Place the salmon side on a rack and over a dish as the cling-film parcel may leak fluid. Leave in the fridge for 24 hours. You will see the salmon flesh takes on a different colour and texture during the curing process and you'll know it is cured, as the colour is darker and more intense.
The next stage in the curing process is to remove the salmon from the fridge, and unwrap the fillet. It's really important to rinse it off the salt, sugar and remaining cure under cold water and pat dry with kitchen towel. You will need to leave the salmon uncovered in the fridge for another 24 hours so it forms a pellicle that helps it take on smoke.
After 48 hours curing, your fish is ready to smoke. At this point, you need to fill your Q Smoker with enough wood dust and place in the base of your cold smoker. Make sure that you set light to the wood dust by using a tea-light before placing in the base of the dustbin or BBQ, it just makes life easier. Then lay your fillet on the grill shelf, place the lid firmly on and leave for 24 hours. If you are using a BBQ or dustbin, it's advisable to put some bricks on the lid to ensure that the foxes, cats and other wildlife don't flip the lid off and consume your lovely fish.
Once you've smoked your salmon for 24 hours, it is ready for you to serve on blinis with some caviar, or simply have it as a rustic lunch filler or the starter to a dinner party. It slices beautifully and if vacuum packed will last a number of weeks in your fridge (and longer in your freezer).

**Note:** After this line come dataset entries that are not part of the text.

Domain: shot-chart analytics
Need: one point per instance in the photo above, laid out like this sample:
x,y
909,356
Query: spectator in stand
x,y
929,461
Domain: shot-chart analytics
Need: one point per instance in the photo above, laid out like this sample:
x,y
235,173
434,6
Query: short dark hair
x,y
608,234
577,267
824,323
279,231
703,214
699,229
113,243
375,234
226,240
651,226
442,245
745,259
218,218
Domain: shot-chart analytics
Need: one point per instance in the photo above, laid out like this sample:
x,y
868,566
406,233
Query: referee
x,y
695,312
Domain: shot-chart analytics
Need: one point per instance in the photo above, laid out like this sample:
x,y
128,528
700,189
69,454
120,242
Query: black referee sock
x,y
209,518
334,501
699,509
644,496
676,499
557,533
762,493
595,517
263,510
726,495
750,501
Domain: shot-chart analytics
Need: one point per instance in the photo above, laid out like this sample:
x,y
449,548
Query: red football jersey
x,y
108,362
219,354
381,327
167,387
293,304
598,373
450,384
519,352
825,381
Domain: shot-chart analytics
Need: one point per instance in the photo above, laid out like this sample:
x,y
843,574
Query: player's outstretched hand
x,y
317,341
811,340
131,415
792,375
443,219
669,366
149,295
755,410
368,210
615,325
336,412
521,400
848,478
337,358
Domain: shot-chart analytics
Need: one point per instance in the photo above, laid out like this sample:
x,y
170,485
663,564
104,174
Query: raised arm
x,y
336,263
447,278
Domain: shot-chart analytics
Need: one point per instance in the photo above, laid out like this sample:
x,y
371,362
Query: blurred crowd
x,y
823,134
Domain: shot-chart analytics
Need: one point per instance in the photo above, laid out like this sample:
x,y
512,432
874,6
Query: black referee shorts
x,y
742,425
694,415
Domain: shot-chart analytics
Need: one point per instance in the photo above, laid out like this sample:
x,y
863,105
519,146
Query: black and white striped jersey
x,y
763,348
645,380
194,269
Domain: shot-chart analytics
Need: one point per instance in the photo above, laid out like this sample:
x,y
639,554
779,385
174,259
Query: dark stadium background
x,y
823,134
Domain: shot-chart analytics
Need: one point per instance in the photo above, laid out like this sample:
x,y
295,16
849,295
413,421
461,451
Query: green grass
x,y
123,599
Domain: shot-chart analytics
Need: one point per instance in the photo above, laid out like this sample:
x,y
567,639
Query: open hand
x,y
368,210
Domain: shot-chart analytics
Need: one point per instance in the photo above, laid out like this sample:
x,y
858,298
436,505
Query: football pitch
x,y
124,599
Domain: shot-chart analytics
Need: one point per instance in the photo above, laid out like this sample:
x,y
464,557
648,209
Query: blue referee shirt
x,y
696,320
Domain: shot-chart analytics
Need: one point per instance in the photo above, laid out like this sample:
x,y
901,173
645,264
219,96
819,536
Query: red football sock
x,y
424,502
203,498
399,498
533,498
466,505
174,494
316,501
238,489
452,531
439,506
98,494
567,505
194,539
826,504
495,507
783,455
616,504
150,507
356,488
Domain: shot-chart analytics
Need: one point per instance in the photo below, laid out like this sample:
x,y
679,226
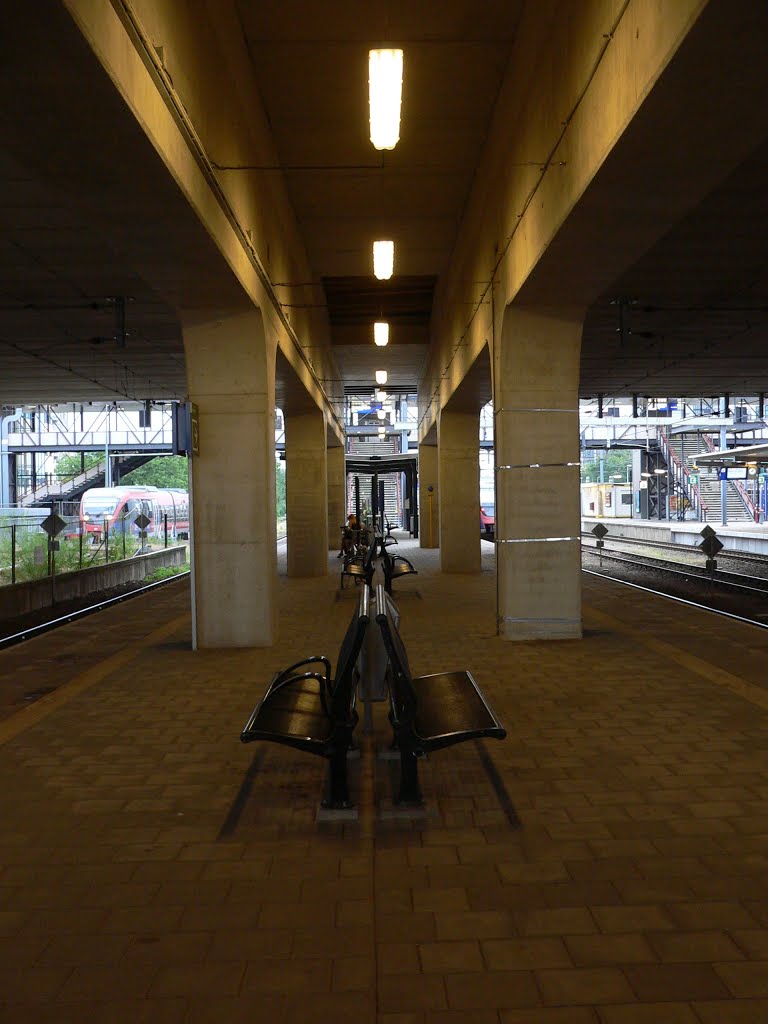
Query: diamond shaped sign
x,y
53,524
711,546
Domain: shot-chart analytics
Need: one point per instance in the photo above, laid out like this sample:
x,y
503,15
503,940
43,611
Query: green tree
x,y
164,471
280,488
614,464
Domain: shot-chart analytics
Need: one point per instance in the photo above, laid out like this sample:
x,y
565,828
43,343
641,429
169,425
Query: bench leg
x,y
338,783
410,792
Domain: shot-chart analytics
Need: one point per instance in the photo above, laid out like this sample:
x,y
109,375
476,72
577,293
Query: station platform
x,y
604,864
735,537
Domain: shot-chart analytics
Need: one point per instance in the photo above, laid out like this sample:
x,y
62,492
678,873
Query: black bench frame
x,y
359,566
428,713
394,566
306,709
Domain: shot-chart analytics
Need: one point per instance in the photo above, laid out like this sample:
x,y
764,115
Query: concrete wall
x,y
19,598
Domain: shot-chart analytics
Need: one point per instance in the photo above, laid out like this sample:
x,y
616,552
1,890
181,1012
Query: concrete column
x,y
337,499
429,509
306,494
538,515
230,375
459,465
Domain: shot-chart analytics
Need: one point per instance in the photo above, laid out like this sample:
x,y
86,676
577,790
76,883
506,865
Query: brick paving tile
x,y
710,914
235,1010
631,919
408,992
694,947
745,1012
492,989
590,986
748,979
441,957
676,982
753,943
649,1013
606,950
551,1015
524,953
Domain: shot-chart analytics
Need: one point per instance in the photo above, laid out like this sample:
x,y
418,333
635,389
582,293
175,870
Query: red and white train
x,y
118,508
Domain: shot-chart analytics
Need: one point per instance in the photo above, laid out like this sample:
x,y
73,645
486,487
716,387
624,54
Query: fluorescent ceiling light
x,y
385,94
383,259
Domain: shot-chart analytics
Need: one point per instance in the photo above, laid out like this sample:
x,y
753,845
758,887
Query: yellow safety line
x,y
755,694
27,717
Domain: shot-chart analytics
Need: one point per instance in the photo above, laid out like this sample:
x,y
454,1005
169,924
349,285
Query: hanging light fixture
x,y
383,259
385,94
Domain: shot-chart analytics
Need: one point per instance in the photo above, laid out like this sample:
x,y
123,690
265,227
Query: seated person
x,y
348,536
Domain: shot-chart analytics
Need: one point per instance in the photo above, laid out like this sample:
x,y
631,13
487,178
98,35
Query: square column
x,y
538,512
429,509
337,498
459,466
306,494
230,374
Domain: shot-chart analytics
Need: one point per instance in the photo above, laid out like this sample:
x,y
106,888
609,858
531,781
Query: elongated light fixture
x,y
381,333
383,259
385,95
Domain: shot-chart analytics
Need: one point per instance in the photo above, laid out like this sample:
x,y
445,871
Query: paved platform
x,y
605,864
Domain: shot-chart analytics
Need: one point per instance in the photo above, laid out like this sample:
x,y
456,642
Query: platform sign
x,y
711,546
53,524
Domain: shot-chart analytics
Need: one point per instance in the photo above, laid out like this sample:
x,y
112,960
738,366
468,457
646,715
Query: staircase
x,y
73,489
688,448
392,481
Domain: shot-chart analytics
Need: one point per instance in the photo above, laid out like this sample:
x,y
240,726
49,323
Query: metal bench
x,y
359,567
395,566
428,712
306,709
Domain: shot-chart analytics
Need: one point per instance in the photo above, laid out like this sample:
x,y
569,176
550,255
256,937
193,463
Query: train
x,y
120,507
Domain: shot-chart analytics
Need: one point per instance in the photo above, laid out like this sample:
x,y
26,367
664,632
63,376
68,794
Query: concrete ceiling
x,y
73,174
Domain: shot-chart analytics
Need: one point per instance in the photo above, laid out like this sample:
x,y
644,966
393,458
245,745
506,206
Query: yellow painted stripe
x,y
755,694
28,717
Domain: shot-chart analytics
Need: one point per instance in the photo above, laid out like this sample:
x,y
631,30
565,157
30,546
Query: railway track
x,y
735,594
50,624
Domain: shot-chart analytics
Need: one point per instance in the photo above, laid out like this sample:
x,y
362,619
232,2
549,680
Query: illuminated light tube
x,y
381,334
385,95
383,259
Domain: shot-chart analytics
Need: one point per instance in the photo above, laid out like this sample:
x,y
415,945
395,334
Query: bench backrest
x,y
346,664
404,699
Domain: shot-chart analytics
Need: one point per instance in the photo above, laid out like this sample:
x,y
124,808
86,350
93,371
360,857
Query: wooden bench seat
x,y
307,709
430,712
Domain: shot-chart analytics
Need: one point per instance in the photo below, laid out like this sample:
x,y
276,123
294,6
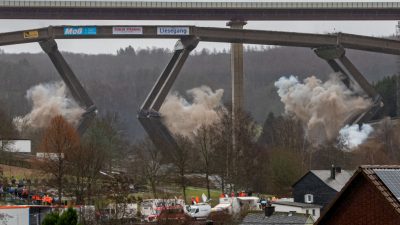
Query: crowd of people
x,y
12,189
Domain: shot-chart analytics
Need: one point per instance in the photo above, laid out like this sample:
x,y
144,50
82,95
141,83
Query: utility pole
x,y
398,74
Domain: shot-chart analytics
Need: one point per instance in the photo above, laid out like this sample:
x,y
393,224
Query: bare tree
x,y
58,141
148,164
204,143
181,157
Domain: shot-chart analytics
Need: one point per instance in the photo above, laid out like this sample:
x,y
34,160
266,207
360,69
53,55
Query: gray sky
x,y
370,28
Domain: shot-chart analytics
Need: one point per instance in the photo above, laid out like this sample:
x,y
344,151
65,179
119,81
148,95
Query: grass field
x,y
194,191
19,172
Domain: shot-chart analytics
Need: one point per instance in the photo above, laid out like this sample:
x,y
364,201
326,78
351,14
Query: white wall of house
x,y
314,212
23,146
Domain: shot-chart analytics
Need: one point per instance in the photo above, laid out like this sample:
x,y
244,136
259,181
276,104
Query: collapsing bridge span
x,y
330,47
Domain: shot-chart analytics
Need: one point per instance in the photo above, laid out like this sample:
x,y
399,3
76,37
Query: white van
x,y
199,211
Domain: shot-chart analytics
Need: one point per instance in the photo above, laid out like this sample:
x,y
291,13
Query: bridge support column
x,y
237,83
237,68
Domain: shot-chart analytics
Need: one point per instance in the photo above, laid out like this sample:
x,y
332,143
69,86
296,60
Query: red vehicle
x,y
169,213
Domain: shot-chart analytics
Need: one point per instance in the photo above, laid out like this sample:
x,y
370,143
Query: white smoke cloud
x,y
323,107
49,100
353,136
184,117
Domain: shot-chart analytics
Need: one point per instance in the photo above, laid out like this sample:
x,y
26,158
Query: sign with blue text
x,y
80,30
173,30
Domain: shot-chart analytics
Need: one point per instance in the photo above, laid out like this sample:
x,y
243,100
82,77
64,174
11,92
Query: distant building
x,y
298,207
274,218
320,186
371,197
20,146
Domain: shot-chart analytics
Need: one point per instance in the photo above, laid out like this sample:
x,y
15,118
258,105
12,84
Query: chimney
x,y
269,210
333,172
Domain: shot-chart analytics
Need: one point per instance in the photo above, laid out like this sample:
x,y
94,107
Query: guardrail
x,y
202,5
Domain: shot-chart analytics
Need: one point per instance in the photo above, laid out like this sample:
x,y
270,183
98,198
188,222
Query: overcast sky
x,y
371,28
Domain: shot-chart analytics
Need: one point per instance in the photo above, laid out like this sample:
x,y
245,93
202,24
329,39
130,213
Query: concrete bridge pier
x,y
237,79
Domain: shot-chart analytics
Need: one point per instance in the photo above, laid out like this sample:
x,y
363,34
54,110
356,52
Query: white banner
x,y
127,30
173,30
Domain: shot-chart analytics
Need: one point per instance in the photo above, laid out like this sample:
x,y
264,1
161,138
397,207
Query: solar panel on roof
x,y
391,178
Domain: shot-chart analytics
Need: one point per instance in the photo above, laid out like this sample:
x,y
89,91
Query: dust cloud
x,y
184,117
323,107
352,136
49,100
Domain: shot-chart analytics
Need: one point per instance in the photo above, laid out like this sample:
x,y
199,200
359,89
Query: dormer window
x,y
308,198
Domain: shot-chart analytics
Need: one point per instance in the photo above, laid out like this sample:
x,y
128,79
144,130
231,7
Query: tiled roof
x,y
296,204
275,219
368,172
337,183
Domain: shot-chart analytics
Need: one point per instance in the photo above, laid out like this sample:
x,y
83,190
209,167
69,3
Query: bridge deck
x,y
207,34
146,10
202,5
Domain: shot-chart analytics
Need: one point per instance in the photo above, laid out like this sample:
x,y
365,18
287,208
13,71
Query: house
x,y
270,217
320,186
371,197
298,207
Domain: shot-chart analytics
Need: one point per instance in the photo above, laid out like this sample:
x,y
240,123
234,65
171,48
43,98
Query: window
x,y
308,198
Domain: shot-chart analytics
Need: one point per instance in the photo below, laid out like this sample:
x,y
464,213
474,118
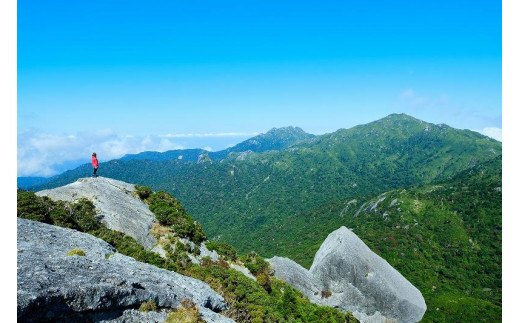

If you do make this recipe, you will find yourself questioning why you bought supermarket gravadlax (gravlax) ever, as this has to be one of the simplest recipes and it produces the most amazingly delicious fish without you having to spend hours tendering or even putting it on the stove or in the oven!
This cure works for any oily fish such as trout and mackerel. And remember that home smoking doesn't need to be expense, as you can simply rename a metal dustbin something like The Silver Smoker, and it will work just the same.